Qualche tempo fa partecipai, su un forum, a un sondaggio su quale fosse il film d’animazione che si dovrebbe vedere prima di morire. D’istinto citai alcune delle opere più importanti di Miyazaki. Poco dopo qualcuno mi suggerì di vedere Paprika – Sognando Un Sogno, disegnato e diretto dal maestro Satoshi Kon.
Cosa che ho fatto e, fatemi dire, sono molto soddisfatto del risultato!
La trama la si può condensare in poche, pochissime righe.
In un futuro prossimo sarà inventato il DC Mini, che permette agli psicoanalisti di immergersi nei sogni dei propri pazienti e quindi nel loro subconscio.
La dottoressa Atsuko Chiba, che agisce nei sogni altrui con lo pseudonimo di Paprika, inizia a svolgere la propria professione al di fuori dei circuiti controllati della sperimentazione: circuiti indispensabili perché la procedura è ad alto rischio, e sperimentale.
All’inizio del film scopriamo che alcuni esemplari del DC Mini di queste sono stati rubati, e proprio grazie alla tecnologia trafugata il ladro inizia a far vivere alle persone sogni ad occhi aperti (dei veri e propri sogni lucidi passivi), e trasforma le sue vittime in pupazzi impazziti.
Il tutto per creare un vero e proprio “sogno collettivo”, e che porta Paprika ad agire per evitarlo.

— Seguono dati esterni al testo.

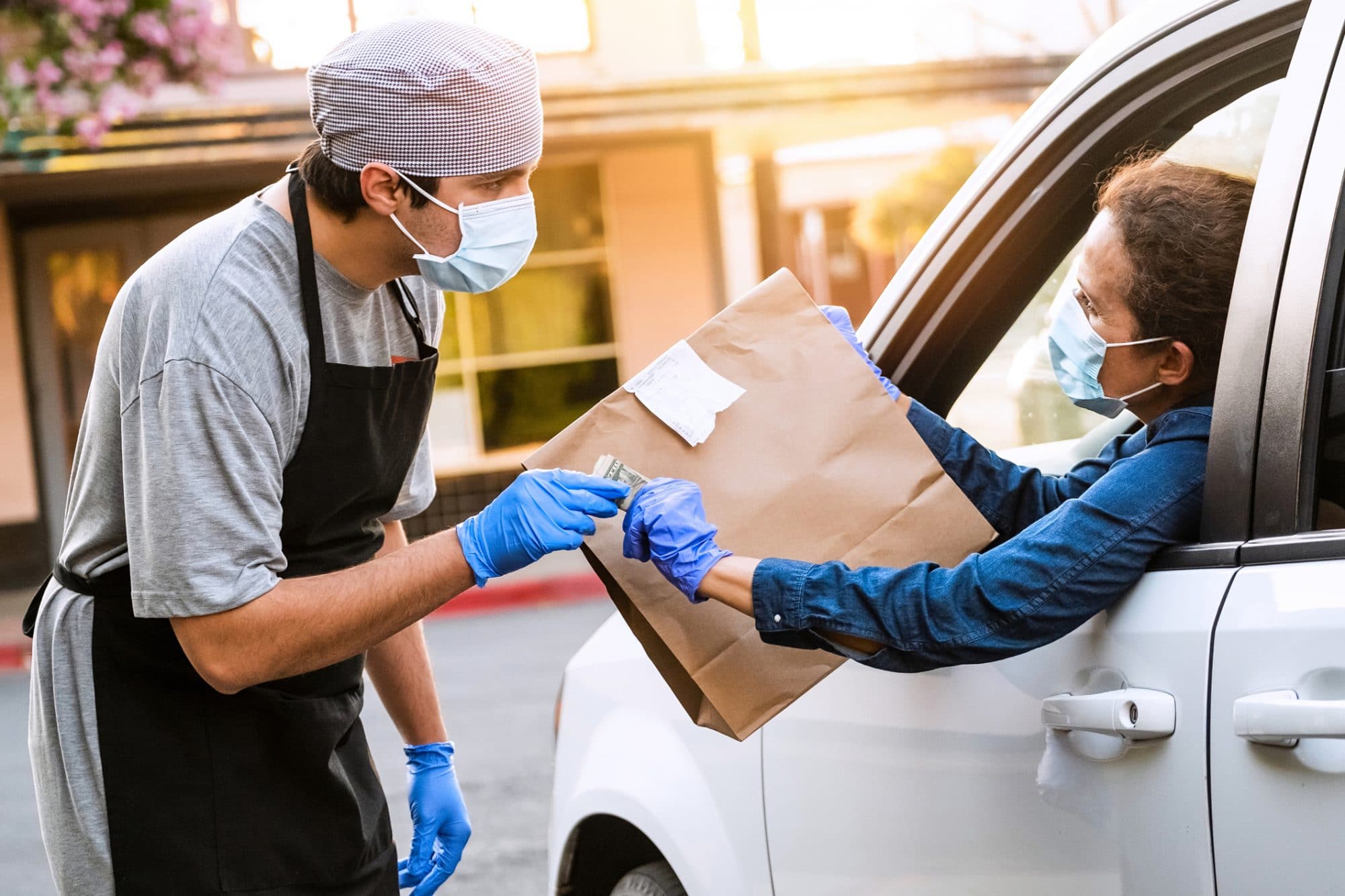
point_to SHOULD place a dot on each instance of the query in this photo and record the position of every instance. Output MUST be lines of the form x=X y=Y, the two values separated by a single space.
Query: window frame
x=1312 y=299
x=933 y=329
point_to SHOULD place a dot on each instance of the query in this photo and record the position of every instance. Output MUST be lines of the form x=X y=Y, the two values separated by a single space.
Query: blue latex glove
x=541 y=512
x=840 y=319
x=666 y=524
x=440 y=826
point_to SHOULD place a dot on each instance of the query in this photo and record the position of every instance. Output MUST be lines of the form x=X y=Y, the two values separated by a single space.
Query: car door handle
x=1133 y=713
x=1280 y=717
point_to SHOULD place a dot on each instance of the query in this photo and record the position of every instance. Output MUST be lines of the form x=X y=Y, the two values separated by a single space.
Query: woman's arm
x=1011 y=495
x=1024 y=594
x=730 y=581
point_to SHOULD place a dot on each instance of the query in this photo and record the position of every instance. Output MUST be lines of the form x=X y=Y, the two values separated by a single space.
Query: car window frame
x=931 y=331
x=1312 y=300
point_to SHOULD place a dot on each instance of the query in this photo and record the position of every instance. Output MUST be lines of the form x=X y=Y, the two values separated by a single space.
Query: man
x=252 y=439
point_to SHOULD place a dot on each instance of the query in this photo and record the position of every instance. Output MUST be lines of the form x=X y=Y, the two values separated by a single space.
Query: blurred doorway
x=72 y=276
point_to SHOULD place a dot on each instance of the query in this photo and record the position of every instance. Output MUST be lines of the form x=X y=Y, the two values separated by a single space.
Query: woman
x=1143 y=330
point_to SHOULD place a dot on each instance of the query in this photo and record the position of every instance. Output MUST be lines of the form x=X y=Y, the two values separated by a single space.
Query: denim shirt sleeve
x=1009 y=495
x=1023 y=594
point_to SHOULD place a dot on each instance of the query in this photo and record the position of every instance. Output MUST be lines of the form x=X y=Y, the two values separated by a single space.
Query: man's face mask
x=1077 y=356
x=497 y=240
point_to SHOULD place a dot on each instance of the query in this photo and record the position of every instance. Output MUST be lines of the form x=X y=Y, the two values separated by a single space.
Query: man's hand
x=440 y=826
x=541 y=512
x=840 y=319
x=666 y=524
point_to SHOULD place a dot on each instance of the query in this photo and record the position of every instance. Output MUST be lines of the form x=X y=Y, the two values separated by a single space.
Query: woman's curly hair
x=1183 y=229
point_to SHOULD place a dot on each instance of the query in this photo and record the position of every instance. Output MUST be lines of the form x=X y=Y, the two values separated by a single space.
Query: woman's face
x=1104 y=275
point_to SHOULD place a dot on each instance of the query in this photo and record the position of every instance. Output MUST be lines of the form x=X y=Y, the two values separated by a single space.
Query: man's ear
x=1178 y=364
x=381 y=188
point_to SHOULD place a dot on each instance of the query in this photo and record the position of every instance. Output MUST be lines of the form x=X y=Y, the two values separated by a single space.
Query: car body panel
x=946 y=782
x=626 y=748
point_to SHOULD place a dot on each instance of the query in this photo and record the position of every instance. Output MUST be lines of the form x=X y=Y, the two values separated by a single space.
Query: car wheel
x=656 y=879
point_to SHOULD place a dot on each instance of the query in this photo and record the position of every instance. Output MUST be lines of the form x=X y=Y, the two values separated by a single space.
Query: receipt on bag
x=681 y=391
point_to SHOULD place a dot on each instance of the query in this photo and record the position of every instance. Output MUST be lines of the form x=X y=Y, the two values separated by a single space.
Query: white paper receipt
x=681 y=391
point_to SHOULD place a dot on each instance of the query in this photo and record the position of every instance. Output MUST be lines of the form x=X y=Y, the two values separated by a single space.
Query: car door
x=1277 y=712
x=949 y=782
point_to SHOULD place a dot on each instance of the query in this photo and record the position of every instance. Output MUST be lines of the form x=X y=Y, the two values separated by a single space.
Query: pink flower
x=150 y=29
x=184 y=56
x=119 y=103
x=48 y=73
x=88 y=13
x=17 y=75
x=92 y=128
x=147 y=75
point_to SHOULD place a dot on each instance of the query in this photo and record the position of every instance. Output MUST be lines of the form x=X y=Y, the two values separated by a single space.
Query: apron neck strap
x=307 y=278
x=404 y=298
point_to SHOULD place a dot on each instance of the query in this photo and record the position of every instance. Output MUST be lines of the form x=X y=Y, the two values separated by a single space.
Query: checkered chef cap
x=430 y=99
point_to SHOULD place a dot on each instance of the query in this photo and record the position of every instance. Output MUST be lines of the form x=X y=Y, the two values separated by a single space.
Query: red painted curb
x=15 y=655
x=496 y=598
x=527 y=592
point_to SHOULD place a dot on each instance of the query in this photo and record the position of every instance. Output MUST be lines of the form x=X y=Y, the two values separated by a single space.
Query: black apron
x=272 y=788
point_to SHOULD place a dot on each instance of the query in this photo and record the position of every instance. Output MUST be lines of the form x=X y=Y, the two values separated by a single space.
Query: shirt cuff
x=778 y=588
x=934 y=430
x=778 y=600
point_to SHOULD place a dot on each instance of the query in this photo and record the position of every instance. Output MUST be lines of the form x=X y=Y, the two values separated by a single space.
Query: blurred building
x=685 y=158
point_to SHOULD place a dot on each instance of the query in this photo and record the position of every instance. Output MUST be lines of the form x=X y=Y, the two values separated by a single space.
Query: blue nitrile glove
x=840 y=319
x=541 y=512
x=666 y=524
x=440 y=826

Il sogno è il centro dell’azione per tutta la durata del film, ed è quindi difficile notare il confine di passaggio tra realtà e immaginazione. Anche se il tema non è dei più originali, è tuttavia interessante notare come il regista cerchi di collegarlo subito al cinema fin dalla sequenza iniziale.
Il fascino di questo lungometraggio si trova, a mio parere, nella struttura della narrazione.
Sono continue le relazioni tra il cinema, inteso come pellicola che scorre davanti ai nostri occhi e di cui noi siamo semplici spettatori, e il sogno, inteso anch’esso come uno spettacolo, di cui siamo (involontari) registi.
La frase usata dal dottor Tokita, nel momento in cui il direttore dell’istituto inizia a sognare il sogno di un altro paziente attraverso la Dc Mini, è quella di “un sogno proiettato nel suo inconscio senza che lui se ne accorgesse”.
Questa frase contiene a mio avviso la chiave di lettura di tutta la pellicola, e anche della riflessione che vi si trova celata: se è davvero possibile controllare i sogni, non vuol dire ciò dimostrare che l’uomo non è effettivamente più libero?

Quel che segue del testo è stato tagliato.